简体   繁体   English

Elasticsearch对已排序的聚合结果进行分页

[英]Elasticsearch paginating a sorted, aggregated result

As far as I'm aware, there isn't a way to do something like the following in Elasticsearch: 据我所知,没有办法在Elasticsearch中执行以下操作:

SELECT * FROM myindex
GROUP BY agg_field1, agg_field2, agg_field3 // aggregation
ORDER BY order_field1, order_field2, order_field3 // sort
LIMIT 1000, 5000 // paginate -- get page 6 of size 1000 records

Here are some related documents regarding this: 以下是一些有关此问题的相关文件:

Is there a way to do the above in Elasticsearch? 有没有办法在Elasticsearch中执行上述操作? The one limitation we have is we will never have more than 10M records, so we (hopefully) shouldn't run into memory errors. 我们的一个限制是我们永远不会有超过10M的记录,所以我们(希望)不应该遇到内存错误。 My thinking was to do it as follows: 我的想法是这样做:

  • Do an aggregation query 进行聚合查询
  • Get the number of results from it 从中获取结果数量
  • Split it into N segments based on the results and page size we want 根据我们想要的结果和页面大小将其拆分为N个段
  • Rerun the query with the above segments 使用上述段重新运行查询

What would be the best way to accomplish this? 实现这一目标的最佳方法是什么? In your answer/suggestion, could you please post some sample code relating to how the above SQL query could be done in ES? 在您的回答/建议中,您能否发布一些有关如何在ES中完成上述SQL查询的示例代码?

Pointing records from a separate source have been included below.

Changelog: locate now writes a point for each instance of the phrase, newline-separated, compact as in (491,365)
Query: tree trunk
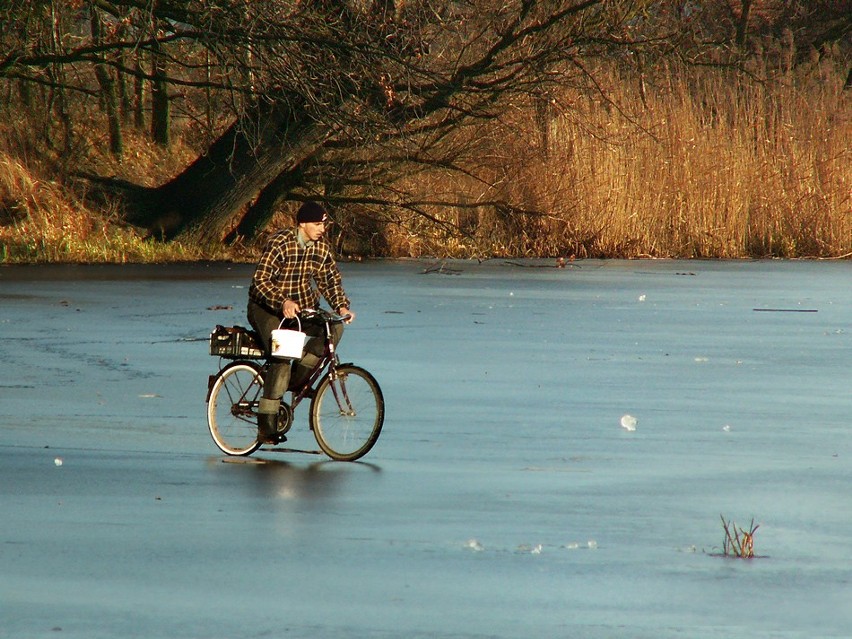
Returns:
(263,208)
(204,203)
(160,119)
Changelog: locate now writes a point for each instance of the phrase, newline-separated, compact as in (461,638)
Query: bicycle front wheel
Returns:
(232,408)
(347,413)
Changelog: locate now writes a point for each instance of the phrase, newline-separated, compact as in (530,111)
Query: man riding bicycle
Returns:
(293,261)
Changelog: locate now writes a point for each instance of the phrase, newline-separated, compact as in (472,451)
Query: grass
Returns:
(738,541)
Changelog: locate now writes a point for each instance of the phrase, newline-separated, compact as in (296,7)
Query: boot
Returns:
(267,422)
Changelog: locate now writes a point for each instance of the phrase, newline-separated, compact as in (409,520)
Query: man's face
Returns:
(312,230)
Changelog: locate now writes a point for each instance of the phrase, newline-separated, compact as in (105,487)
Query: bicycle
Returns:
(347,407)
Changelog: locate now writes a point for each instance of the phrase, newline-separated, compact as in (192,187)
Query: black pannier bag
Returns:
(234,342)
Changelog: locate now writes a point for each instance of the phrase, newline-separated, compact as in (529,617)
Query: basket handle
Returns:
(284,319)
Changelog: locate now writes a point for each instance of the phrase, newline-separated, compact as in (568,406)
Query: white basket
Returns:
(288,344)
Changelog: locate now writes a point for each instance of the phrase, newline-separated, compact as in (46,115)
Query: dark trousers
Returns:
(279,374)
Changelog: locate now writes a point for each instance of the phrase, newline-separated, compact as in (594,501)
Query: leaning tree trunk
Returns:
(204,203)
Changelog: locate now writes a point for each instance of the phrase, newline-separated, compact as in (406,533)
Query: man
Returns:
(281,287)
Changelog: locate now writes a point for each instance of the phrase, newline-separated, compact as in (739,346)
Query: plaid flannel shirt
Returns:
(286,269)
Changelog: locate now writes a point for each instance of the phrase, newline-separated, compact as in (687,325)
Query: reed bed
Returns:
(691,163)
(702,164)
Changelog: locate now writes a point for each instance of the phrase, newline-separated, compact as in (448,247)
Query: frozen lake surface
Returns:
(504,498)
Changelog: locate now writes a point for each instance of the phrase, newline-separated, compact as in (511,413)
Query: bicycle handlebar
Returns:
(332,318)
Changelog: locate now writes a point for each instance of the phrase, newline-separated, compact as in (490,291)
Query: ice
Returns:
(500,432)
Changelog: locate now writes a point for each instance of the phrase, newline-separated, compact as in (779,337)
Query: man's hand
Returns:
(291,309)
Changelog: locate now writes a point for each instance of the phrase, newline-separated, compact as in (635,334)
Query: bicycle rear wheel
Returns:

As an update to this question, here is a public index to test with: 作为此问题的更新,这是一个公共索引,用于测试:

# 5.6
e=Elasticsearch('https://search-testinges-fekocjpedql2f3rneuagyukvy4.us-west-1.es.amazonaws.com')
e.search('testindex')

# 6.4 (same data as above)
e = Elasticsearch('https://search-testinges6-fycj5kjd7l5uyo6npycuashch4.us-west-1.es.amazonaws.com')
e.search('testindex6')

It has 10,000 records. 它有10,000条记录。 Feel free to test with it: 随意测试:

在此输入图像描述

The query that I'm looking to do is as follows (in sql): 我正在寻找的查询如下(在sql中):

SELECT * FROM testindex
GROUP BY store_url, status, title
ORDER BY title ASC, status DESC
LIMIT 100 OFFSET 6000

In other words, I'm looking to sort an aggregated result (with multiple aggregations) and get an offset. 换句话说,我希望对聚合结果(具有多个聚合)进行排序并获得偏移量。

The composite aggregation might help here as it allows you to group by multiple fields and then paginate over the results. composite聚合可能在这里有所帮助,因为它允许您按多个字段进行分组,然后对结果进行分页。 The only thing that it doesn't let you do is to jump at a given offset, but you can do that by iterating from your client code if at all necessary. 它不允许你做的唯一事情就是跳过一个给定的偏移量,但你可以通过从客户端代码迭代来做到这一点,如果有必要的话。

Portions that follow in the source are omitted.